PETER DUTTON: It wasn’t a mistake. The Government obviously has a number of people who were advising us in these particular areas. The issue that you speak of is a reasonable discussion to take place. But to put this issue into perspective, there was a system that was proposed in relation to a star rating that people could assess whether or not they purchased particular foods based on that system or that star rating system. The system hasn’t started, and as I understand the minister’s position, she said that the website shouldn’t proceed until there had been a rolling out of this system or a better understanding …
SARAH FERGUSON: But that wasn’t the view of those people who had been involved in putting that website together; they said it was ready to go.
PETER DUTTON: Well again, I mean, you’ve got Labor premiers sitting around the table in South Australia and Tasmania, two of the worst-performing health systems in the country. I don’t place much credibility in what might have been leaked by Labor ministers out of that meeting. I find Fiona Nash not only to be an effective minister, but a very decent person. I think she’s served her constituency well.
SARAH FERGUSON: That’s not actually the question here. Excuse me, minister, …
PETER DUTTON: Well it goes to credibility and the credibility that I place in this debate is with Senator Nash and I think she has done the right thing here. We’ll have a proper discussion about what we should do in terms of food labelling and the rest of it, but we aren’t going to be cajoled or bullied by people like SA or Tasmania or indeed the ACT, who have very poor performing health systems.

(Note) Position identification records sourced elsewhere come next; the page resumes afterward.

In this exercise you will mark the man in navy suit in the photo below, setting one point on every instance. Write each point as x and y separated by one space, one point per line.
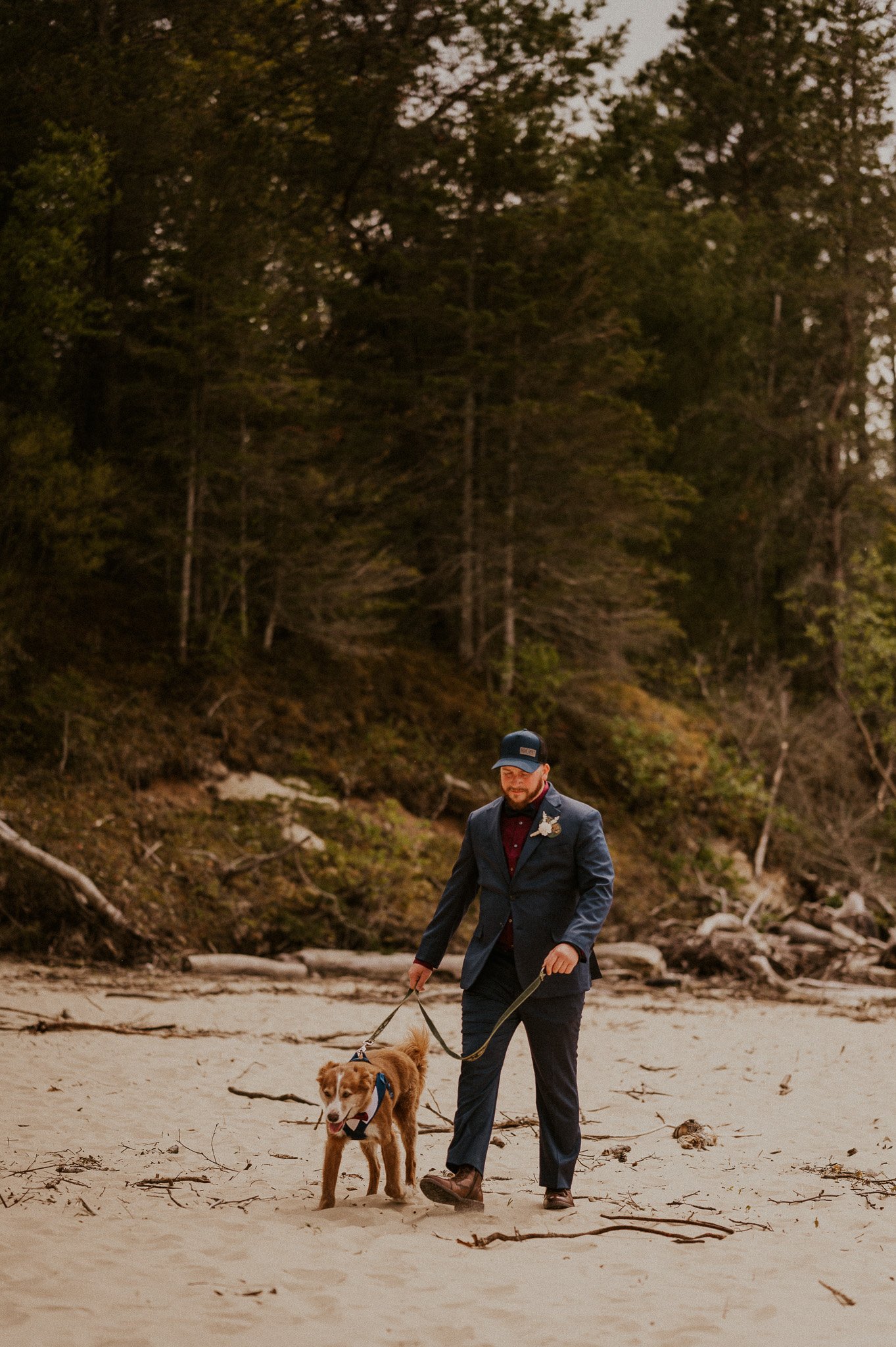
545 881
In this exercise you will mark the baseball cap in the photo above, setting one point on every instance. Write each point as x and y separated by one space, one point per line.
524 749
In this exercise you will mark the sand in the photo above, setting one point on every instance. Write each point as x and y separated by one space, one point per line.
89 1258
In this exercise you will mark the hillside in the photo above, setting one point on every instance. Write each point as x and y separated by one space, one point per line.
122 783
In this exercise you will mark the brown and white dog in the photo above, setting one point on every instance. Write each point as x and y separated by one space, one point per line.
366 1100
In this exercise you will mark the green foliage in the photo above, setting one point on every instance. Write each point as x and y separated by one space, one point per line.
862 624
46 293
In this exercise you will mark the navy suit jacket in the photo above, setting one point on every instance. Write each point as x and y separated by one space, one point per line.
560 893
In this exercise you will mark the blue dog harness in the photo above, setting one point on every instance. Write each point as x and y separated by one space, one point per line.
362 1119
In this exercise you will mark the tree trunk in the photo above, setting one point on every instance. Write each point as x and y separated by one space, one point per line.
509 670
244 531
189 535
271 627
467 501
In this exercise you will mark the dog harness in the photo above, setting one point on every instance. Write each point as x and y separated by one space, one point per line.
361 1121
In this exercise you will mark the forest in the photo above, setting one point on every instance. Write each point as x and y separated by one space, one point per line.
380 376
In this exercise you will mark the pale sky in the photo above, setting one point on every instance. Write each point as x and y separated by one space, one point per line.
648 32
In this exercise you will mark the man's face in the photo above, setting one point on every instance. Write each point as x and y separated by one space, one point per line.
521 787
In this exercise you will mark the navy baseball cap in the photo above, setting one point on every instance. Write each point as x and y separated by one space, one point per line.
524 749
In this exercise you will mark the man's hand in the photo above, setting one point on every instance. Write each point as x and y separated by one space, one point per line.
419 974
563 958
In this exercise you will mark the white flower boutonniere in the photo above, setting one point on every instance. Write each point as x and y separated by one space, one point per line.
548 827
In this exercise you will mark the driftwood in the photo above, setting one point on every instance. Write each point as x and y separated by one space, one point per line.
517 1238
65 1025
260 1094
167 1183
82 888
245 965
360 965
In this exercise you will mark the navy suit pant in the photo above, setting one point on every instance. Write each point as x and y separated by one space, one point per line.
552 1028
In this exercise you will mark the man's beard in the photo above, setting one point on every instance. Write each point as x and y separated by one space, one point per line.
521 804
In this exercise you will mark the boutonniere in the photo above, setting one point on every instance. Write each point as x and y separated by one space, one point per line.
548 827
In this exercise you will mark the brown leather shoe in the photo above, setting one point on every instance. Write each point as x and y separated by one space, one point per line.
557 1199
461 1191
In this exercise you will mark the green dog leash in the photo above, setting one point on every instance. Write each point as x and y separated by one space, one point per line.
470 1056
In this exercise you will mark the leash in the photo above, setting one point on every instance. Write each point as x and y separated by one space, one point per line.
470 1056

SARAH FERGUSON: Forgive me for interrupting. It doesn’t just go to the credibility of the minister. I’m asking you for your opinion. These are exactly the tools that public health experts say the public needs to fight diabetes and obesity. Do you still maintain that website should be taken down?
PETER DUTTON: If the system hasn’t started, I don’t see an argument for the website being up in place and that’s the decision rightly that the minister took.
SARAH FERGUSON: Did you know that her chief-of-staff was a lobbyist for the food and soft drink industry?
PETER DUTTON: Well, again, Sarah, these are matters that have been trawled over.
SARAH FERGUSON: What’s the answer to the question, if you would?
PETER DUTTON: Well I knew of course, as everybody else did, Mr Furnival’s history, but today is our opportunity to talk about ways in which we can strengthen Medicare going forward and that’s the speech I gave today and I think that’s the discussion the public wants to hear about, about how can we provide …
SARAH FERGUSON: Except that you’re – minister, if I may say, you’re the person that raised the issue of obesity and diabetes, that wasn’t me.
PETER DUTTON: Sure.
SARAH FERGUSON: You made that the centrepiece of your speech, the opening lines in fact.
PETER DUTTON: Sure.
SARAH FERGUSON: You’re saying you knew that Mr Furnival was a lobbyist for the food and drink industry. Doesn’t that mean there was a clear conflict of interest between his past and the actions of your minister?
PETER DUTTON: No, the appropriate, the appropriate – as I’m advised, the appropriate declarations were made and signed, and as I say, Mr Furnival now has moved on. Our discussion today was about the fact that we have one of the highest obesity rates in the world. About two in three Australians have – are either overweight or obese. We now have about 2,200 young children and youngsters who are identified as having Type 2 diabetes. That’s what I was speaking about today and frankly I think that’s a much more substantive discussion to have with the public and if we do that then we can talk about the ways that we can make our system sustainable going forwards.
SARAH FERGUSON: Thank you very much indeed for joining us, Mr Dutton.
PETER DUTTON: My pleasure. Thank you.